Junto a él se apretujaban tres personas más, cada una de ellas con ojeras secundando las del propio Alexis, con preocupación en sus rostros y miradas ausentes. Alicia no se había levantado de su lado más que para traerle algo de comer, Kai parecía estar en su propio mutismo, sin ser capaz de hablar y con el único ojo visible cerrado ante las miradas expectantes del resto. Quizás protegiéndose así de las miradas de lástima de los doctores. Itzal, por otro lado, se encontraba tumbado en dos sillas, con el cuerpo retorcido en una extraña posición, incomprensible para Alexis, y sus ojos cerrados, quizás dormido, quizás solo descansando.

—Alexis.

Levantó la cabeza tan bruscamente que su cuello protestó con un doloroso tirón.
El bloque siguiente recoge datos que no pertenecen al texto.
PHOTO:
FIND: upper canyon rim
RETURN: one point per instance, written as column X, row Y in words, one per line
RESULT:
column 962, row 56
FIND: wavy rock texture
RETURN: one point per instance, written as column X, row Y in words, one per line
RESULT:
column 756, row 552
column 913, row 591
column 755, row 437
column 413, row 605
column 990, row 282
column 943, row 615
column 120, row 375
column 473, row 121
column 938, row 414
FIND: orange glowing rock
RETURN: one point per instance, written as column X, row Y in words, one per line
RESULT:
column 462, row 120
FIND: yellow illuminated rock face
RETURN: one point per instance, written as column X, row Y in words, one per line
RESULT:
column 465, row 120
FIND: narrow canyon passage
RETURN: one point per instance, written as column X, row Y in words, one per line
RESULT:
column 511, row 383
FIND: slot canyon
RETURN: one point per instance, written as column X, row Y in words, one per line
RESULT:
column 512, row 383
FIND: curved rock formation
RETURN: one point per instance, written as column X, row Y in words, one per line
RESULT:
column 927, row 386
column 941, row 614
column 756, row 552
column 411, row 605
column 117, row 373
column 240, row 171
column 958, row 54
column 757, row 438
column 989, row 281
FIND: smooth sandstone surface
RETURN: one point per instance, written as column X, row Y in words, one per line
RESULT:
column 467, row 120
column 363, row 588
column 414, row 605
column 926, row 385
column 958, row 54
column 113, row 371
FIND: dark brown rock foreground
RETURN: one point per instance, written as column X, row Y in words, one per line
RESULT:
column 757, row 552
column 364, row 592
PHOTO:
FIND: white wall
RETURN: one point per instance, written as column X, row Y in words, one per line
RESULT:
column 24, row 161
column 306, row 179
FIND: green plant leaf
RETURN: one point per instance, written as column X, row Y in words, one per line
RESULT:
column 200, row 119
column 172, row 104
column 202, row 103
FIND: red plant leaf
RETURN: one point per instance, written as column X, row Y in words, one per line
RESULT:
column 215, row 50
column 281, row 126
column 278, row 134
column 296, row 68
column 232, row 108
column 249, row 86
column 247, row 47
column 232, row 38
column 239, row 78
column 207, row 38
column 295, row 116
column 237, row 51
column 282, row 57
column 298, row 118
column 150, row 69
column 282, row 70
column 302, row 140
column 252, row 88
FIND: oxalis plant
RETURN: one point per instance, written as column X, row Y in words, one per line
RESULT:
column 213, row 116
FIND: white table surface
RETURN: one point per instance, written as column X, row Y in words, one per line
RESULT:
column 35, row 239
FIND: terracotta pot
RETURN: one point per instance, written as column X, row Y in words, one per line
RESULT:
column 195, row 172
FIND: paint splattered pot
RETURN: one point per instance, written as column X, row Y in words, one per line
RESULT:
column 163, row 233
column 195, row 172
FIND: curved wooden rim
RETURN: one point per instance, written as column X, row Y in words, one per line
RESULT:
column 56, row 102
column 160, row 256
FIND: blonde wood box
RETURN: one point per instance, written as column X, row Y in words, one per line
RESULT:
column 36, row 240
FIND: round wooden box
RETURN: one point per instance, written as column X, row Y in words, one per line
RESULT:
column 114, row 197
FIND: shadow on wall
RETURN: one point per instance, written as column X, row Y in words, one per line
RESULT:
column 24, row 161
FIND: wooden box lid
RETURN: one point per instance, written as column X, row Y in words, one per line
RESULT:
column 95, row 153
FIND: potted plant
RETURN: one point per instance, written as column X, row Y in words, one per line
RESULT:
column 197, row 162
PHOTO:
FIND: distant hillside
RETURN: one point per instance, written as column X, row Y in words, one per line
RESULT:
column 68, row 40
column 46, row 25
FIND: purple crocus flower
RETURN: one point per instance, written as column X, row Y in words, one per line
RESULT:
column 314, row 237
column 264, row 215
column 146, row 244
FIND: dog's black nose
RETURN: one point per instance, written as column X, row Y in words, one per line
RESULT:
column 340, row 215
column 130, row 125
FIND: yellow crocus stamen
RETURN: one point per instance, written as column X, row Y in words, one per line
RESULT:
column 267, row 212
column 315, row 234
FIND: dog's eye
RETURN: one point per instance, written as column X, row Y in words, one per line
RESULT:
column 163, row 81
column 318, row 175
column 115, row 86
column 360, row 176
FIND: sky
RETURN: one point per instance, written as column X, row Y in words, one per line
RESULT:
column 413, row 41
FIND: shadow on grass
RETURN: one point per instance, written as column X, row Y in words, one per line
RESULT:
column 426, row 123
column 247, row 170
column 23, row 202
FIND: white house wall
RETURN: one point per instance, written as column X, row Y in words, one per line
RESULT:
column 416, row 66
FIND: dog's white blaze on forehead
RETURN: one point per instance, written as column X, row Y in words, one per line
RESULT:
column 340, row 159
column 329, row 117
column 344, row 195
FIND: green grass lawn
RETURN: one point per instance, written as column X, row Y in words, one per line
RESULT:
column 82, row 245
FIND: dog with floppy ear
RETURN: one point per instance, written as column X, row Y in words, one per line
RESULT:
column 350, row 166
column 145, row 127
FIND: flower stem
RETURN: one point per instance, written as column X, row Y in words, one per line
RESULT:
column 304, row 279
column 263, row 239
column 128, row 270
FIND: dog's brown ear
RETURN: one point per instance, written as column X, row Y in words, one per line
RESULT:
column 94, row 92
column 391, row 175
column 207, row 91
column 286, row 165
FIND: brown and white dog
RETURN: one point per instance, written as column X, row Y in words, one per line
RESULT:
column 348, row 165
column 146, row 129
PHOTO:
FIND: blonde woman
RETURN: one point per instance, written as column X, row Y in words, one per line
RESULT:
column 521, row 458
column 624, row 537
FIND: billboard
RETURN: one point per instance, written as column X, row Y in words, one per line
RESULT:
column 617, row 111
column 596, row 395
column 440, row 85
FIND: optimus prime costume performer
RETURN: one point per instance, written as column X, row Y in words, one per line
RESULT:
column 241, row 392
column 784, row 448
Ainhoa, frente a él, tomó asiento. Alexis tuvo que contenerse para no tapar sus oídos y negarse a escuchar nada más.

—Hemos hecho todo lo que hemos podido. Ya no está en estado crítico, pero aún no ha despertado.

—¿Y los niños? —preguntó Alicia. Alexis vio a Itzal sentarse en su silla y a Kai centrar su atención en la joven médica.
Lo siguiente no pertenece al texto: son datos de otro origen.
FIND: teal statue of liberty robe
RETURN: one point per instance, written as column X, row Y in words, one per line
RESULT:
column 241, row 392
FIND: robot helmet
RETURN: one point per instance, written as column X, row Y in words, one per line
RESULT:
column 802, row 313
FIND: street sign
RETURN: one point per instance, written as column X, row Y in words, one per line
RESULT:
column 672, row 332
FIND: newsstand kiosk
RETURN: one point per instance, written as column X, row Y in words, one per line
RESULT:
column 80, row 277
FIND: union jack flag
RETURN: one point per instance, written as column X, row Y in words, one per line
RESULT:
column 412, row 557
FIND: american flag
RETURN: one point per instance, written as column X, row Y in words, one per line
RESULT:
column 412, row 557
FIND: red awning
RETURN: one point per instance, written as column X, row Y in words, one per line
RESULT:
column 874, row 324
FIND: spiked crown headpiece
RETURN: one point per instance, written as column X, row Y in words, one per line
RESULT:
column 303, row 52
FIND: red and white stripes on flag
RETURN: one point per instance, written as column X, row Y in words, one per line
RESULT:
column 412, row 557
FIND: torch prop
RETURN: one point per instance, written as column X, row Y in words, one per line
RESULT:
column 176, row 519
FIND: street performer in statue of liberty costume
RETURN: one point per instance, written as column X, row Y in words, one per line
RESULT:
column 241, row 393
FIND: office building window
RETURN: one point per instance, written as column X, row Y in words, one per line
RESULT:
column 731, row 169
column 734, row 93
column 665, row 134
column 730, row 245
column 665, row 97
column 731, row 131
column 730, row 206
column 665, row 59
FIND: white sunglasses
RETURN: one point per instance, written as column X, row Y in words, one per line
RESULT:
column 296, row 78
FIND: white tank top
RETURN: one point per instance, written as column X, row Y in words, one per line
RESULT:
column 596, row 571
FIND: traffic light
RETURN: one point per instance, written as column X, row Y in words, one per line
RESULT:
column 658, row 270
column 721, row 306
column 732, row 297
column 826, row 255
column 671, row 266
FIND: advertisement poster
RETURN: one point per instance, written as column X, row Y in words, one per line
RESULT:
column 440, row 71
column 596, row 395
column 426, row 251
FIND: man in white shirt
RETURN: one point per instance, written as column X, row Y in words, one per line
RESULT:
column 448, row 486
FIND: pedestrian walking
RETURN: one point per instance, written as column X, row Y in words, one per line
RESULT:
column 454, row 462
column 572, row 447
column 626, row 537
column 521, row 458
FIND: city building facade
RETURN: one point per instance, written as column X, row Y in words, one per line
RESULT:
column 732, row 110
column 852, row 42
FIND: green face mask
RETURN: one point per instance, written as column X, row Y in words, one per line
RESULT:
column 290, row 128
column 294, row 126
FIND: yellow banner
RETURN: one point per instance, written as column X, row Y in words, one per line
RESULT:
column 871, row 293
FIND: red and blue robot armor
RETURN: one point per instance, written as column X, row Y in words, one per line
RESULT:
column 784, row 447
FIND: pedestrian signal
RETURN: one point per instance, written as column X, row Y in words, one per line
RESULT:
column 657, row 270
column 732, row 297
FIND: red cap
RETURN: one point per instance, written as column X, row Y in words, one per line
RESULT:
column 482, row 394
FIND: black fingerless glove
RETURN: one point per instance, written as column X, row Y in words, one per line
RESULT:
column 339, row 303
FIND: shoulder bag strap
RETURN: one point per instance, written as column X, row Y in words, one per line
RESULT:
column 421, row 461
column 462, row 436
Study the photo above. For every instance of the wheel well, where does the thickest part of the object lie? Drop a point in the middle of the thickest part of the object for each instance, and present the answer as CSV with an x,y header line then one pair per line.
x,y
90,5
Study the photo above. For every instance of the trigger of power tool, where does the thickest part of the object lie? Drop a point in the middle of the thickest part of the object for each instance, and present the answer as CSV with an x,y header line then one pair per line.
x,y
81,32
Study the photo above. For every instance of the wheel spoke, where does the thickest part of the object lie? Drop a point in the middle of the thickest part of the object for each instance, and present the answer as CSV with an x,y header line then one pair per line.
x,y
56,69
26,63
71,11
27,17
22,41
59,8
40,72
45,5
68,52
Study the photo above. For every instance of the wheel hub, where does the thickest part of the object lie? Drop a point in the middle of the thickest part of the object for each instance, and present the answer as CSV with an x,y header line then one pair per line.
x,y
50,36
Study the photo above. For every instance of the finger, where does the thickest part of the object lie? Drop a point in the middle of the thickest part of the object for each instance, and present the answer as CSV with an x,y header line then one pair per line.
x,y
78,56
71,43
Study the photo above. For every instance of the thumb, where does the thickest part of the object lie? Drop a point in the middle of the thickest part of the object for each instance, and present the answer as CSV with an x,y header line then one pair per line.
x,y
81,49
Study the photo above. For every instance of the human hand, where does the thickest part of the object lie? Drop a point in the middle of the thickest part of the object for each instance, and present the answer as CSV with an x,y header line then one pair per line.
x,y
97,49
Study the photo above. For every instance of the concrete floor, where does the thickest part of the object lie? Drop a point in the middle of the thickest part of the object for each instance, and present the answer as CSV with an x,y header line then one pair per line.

—No estamos seguros. Ahora están estables, pero no podemos saber qué pasará.

Alexis quiso gritar. Quiso levantarse y golpear algo, quizás así la tensión que le impedía respirar desaparecería. Ainhoa se levantó, se acercó hasta él y se inclinó hasta que sus ojos quedaron a la misma altura.
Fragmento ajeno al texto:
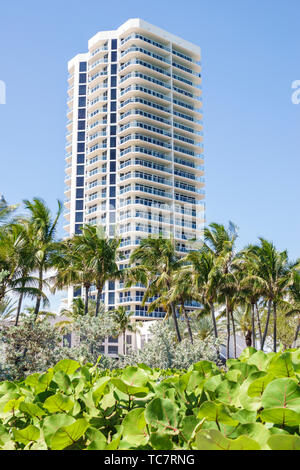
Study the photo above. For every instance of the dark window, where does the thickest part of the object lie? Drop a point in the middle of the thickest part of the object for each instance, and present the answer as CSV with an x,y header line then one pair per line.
x,y
111,285
81,125
81,113
113,81
81,136
82,101
80,170
79,181
80,158
111,298
78,228
79,205
79,217
79,193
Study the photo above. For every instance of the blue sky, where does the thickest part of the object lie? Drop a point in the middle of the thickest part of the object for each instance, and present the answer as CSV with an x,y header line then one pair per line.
x,y
250,57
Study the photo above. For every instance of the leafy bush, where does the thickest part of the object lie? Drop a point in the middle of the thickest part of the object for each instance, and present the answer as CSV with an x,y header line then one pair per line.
x,y
253,404
164,352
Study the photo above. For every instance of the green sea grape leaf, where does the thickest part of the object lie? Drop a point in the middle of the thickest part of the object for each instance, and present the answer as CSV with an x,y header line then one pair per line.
x,y
58,403
216,412
282,393
26,435
68,366
68,435
281,416
286,442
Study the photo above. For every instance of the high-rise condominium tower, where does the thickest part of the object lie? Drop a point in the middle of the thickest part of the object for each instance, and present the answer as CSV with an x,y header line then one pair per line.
x,y
134,161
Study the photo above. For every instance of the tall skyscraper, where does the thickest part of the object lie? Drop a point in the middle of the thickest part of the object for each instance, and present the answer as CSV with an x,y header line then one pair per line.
x,y
134,160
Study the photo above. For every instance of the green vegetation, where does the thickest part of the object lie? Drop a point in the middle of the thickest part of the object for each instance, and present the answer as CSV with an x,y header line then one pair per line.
x,y
252,404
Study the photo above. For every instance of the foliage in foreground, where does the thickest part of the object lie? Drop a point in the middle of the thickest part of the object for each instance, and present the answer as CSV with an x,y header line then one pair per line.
x,y
254,404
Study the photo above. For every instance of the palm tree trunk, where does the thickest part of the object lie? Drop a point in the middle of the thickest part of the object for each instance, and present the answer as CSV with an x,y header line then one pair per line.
x,y
228,330
213,317
173,310
258,324
233,333
39,296
297,333
86,300
253,325
187,320
19,308
99,293
274,327
267,325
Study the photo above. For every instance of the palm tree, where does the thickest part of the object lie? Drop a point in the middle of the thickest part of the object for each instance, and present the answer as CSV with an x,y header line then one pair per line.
x,y
275,274
123,319
157,262
101,253
44,229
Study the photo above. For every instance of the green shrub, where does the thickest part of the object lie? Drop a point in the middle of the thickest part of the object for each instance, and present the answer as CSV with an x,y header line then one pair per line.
x,y
253,404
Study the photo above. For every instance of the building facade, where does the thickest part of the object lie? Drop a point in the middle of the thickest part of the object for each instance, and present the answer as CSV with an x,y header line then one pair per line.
x,y
134,153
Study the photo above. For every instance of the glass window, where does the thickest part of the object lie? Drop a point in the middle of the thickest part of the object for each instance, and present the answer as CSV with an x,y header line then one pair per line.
x,y
113,81
81,136
82,101
111,298
81,113
79,193
80,181
80,169
81,125
78,228
80,158
79,217
79,205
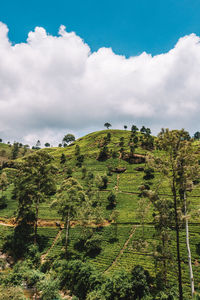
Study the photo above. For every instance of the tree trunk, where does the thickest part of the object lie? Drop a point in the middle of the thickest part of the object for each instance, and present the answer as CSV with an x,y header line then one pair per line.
x,y
177,241
36,220
67,225
188,247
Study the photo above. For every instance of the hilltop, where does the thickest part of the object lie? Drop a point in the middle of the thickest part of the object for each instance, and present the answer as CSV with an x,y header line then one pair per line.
x,y
125,238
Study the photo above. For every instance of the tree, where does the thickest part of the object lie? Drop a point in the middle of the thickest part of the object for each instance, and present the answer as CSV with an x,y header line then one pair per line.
x,y
62,159
134,129
140,282
69,200
179,165
107,125
3,186
197,135
15,150
77,150
68,138
33,185
111,200
38,145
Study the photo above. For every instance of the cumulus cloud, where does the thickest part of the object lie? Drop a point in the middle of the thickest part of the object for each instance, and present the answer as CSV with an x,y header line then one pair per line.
x,y
52,85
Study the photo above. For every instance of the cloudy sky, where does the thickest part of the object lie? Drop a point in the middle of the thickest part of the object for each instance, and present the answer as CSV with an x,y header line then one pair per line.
x,y
56,79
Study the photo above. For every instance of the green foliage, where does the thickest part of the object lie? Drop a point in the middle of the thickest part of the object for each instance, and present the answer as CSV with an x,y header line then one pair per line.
x,y
111,200
11,293
49,288
68,138
80,278
101,181
103,154
140,282
62,159
34,184
107,125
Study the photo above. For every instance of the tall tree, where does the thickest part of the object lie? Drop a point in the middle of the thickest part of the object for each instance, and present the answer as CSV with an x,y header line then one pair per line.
x,y
69,201
68,138
179,165
107,125
33,185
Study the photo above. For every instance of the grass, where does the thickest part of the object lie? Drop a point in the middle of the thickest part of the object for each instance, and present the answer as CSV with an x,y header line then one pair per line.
x,y
126,186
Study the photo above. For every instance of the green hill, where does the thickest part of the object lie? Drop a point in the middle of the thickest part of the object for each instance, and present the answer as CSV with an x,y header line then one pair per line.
x,y
126,240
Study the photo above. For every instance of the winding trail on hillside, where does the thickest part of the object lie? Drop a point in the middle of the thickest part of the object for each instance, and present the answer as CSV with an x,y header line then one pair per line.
x,y
122,250
117,184
43,256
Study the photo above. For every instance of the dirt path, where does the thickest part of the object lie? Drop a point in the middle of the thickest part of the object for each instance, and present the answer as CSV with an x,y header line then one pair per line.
x,y
43,256
122,250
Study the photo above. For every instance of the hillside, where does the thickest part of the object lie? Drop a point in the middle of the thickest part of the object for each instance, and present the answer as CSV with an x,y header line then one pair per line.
x,y
127,239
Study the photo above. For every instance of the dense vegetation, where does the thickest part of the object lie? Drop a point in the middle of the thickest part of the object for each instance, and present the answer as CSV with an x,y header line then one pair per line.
x,y
99,217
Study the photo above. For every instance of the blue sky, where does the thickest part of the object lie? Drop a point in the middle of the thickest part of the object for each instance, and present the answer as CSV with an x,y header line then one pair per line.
x,y
55,82
129,26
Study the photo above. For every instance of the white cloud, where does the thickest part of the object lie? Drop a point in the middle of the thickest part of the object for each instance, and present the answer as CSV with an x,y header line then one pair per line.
x,y
52,85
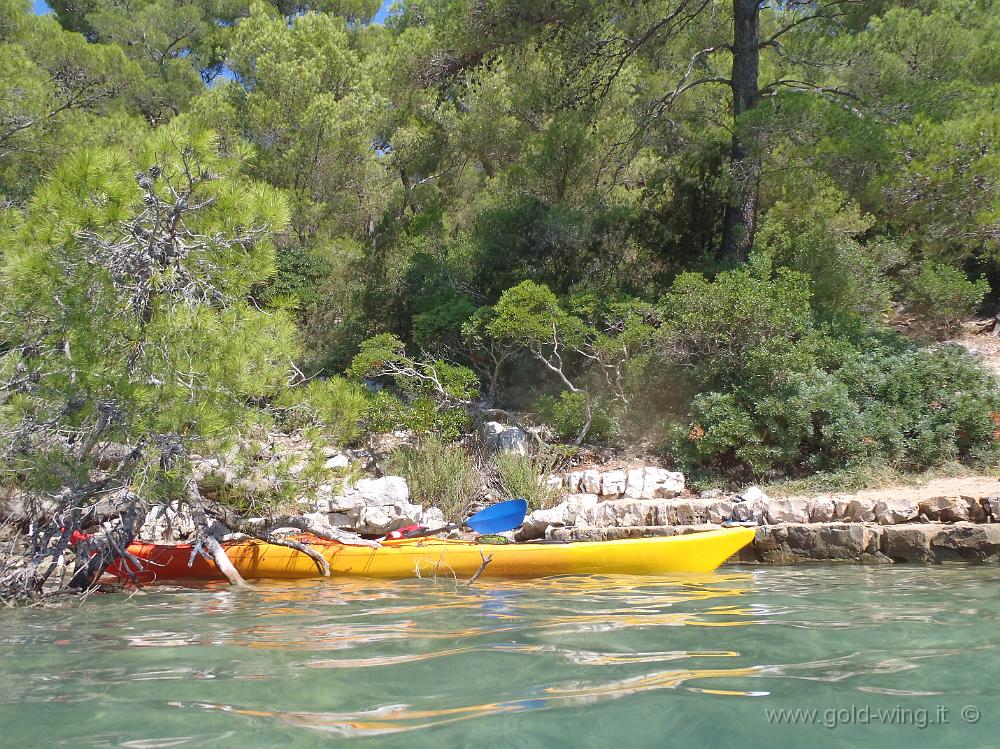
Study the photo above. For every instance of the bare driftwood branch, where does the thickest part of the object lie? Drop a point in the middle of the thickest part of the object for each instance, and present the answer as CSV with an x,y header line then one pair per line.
x,y
487,558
—Elena quiere verte, quizás puedas ver a Xavier.

—Sí, quiero verle.

Y con todo lo estúpido que sonaba aquello, Alexis no se veía capaz de decir mucho más. Era irónico que a estas alturas de su vida, más que acostumbrado a la pérdida de personas queridas, fuese incapaz de asumir lo que estaba pasando. Aquello, no obstante, era algo nuevo; algo nuevo que lo destrozaba por dentro. Siguió a Ainhoa cuando esta le condujo por los pasillos desiertos. Estaba tan cansado del color blanco y de aquel olor que le hubiera gustado cerrar los ojos y quizás también taparse la nariz. No tardaron en llegar a una puerta oscura, situada al final del pasillo y donde no se podía ver ningún cartel indicativo. La voz de Elena les hizo entrar, y Ainhoa le dejó allí solo, aturdido frente a la seria mirada de la doctora.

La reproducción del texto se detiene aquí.